Cependant, si les bénéfices sont réels, ils ne doivent pas occulter certaines limites techniques et organisationnelles propres à l’IA embarquée. Ce type d’IA excelle dans des tâches locales, à faible latence, comme le contrôle qualité visuel ou la maintenance prédictive sur des signaux simples (vibrations, température, bruit). Mais elle se révèle moins adaptée aux usages nécessitant une vision globale et à long terme : analyse de tendances, prévisions multi-sites, ou encore corrélation de données issues de multiples lignes de production.
Intégrer intelligemment l’IA à l’environnement industriel
Dans tous les cas, l’IA ne vaut que si elle est intégrée intelligemment à l’environnement industriel et qu’elle répond à un besoin métier précis. Et cette intégration repose sur trois fondamentaux.
D’abord, le bon dimensionnement technique. Trop de projets échouent parce que la passerelle choisie est sous-dimensionnée face au flux de données à traiter. Une IA embarquée efficace commence par une architecture solide : horodatage précis, structuration et nettoyage rigoureux des données, prétraitement local. Cela vaut aussi pour les capteurs, qui doivent délivrer une information exploitable (bruit, vibration, pression, température, humidité…) sans surcharger le système.
Ensuite, la collaboration avec les opérationnels. L’IA industrielle n’est pas un outil distant, elle impacte directement les équipes sur le terrain. Sans leur implication dès la phase de conception – dans la sélection des cas d’usage, la validation des modèles, le retour d’expérience – l’adoption sera compromise. L’IA perçue comme un outil “imaginé par la direction” sera voué à l’échec.
Importance de l’interopérabilité
Un autre enjeu majeur souvent sous-estimé est celui de l’interopérabilité. L’IA embarquée ne peut pas rester un îlot technologique isolé. Pour créer de la valeur à l’échelle industrielle, elle doit dialoguer avec les autres briques du système d’information (MES, Scada, ERP), s’appuyer sur des protocoles standardisés et s’intégrer dans un paysage informatique souvent hétérogène. Sans cette interconnexion, les données produites localement ne peuvent alimenter la boucle d’amélioration continue ni être exploitées dans une logique de pilotage global.

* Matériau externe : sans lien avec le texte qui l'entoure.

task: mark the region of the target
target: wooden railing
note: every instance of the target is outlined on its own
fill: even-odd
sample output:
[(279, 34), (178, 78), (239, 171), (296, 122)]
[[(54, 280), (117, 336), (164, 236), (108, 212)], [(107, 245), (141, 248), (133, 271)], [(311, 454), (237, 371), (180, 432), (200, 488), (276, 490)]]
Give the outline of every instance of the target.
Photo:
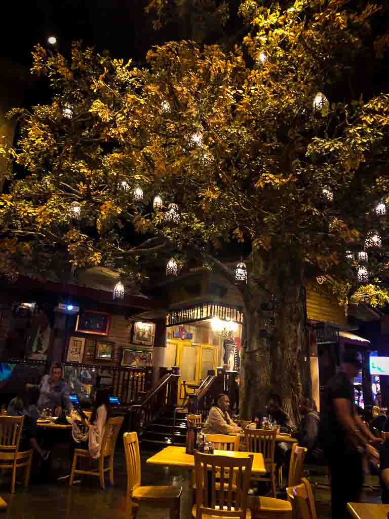
[(160, 378), (140, 404), (131, 406), (131, 430), (142, 434), (161, 414), (173, 411), (177, 405), (179, 375), (167, 373)]
[[(51, 363), (44, 360), (32, 359), (7, 359), (0, 362), (20, 366), (18, 379), (25, 378), (25, 382), (38, 383), (42, 376), (48, 373)], [(92, 376), (90, 383), (99, 376), (111, 377), (112, 379), (112, 396), (117, 397), (122, 404), (130, 405), (140, 401), (150, 390), (152, 380), (151, 367), (127, 367), (122, 366), (102, 365), (101, 364), (80, 364), (74, 362), (65, 362), (65, 378), (70, 386), (71, 392), (76, 392), (72, 387), (74, 381), (79, 379), (82, 370), (87, 370)], [(25, 366), (25, 376), (21, 372)], [(16, 368), (14, 368), (15, 369)], [(81, 384), (82, 385), (82, 383)]]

Enfin, la gouvernance des modèles. Une IA embarquée n’est pas figée. Elle doit évoluer, être réentraînée, adaptée. Trop d’initiatives s’arrêtent après la phase de preuve de concept parce que le modèle ne vit pas. Il faut penser, dès le départ, à un cycle de vie du modèle embarqué, avec des indicateurs de performance, des mises à jour sécurisées et une intégration fluide avec les autres briques du système d’information.

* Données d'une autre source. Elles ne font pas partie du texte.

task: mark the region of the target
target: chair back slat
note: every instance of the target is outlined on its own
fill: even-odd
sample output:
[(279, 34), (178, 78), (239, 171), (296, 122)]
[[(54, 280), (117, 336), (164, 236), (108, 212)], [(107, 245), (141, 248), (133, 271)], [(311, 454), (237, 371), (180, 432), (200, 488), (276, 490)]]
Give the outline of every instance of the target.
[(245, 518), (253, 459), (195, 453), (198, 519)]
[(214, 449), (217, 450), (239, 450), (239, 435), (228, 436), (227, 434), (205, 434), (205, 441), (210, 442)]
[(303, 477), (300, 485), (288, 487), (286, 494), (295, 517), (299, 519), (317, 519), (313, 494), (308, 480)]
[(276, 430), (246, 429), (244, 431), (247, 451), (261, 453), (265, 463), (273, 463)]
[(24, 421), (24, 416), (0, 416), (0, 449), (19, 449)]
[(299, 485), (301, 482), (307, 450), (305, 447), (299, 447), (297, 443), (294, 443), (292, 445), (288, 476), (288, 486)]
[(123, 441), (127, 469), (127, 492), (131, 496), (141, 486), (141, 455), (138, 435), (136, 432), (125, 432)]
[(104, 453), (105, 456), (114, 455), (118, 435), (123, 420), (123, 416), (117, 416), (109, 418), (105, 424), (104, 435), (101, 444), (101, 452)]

L’IA embarquée dans l’industrie est donc bien plus qu’une tendance : c’est un outil de fiabilisation opérationnelle, un levier de productivité, de sécurité et d’agilité. À condition qu’elle soit pensée non comme une technologie, mais comme une brique métier, au service d’un objectif clair, avec des conditions d’exécution maîtrisées. C’est à ce prix qu’elle crée de la valeur, conclut Jordan Lecat.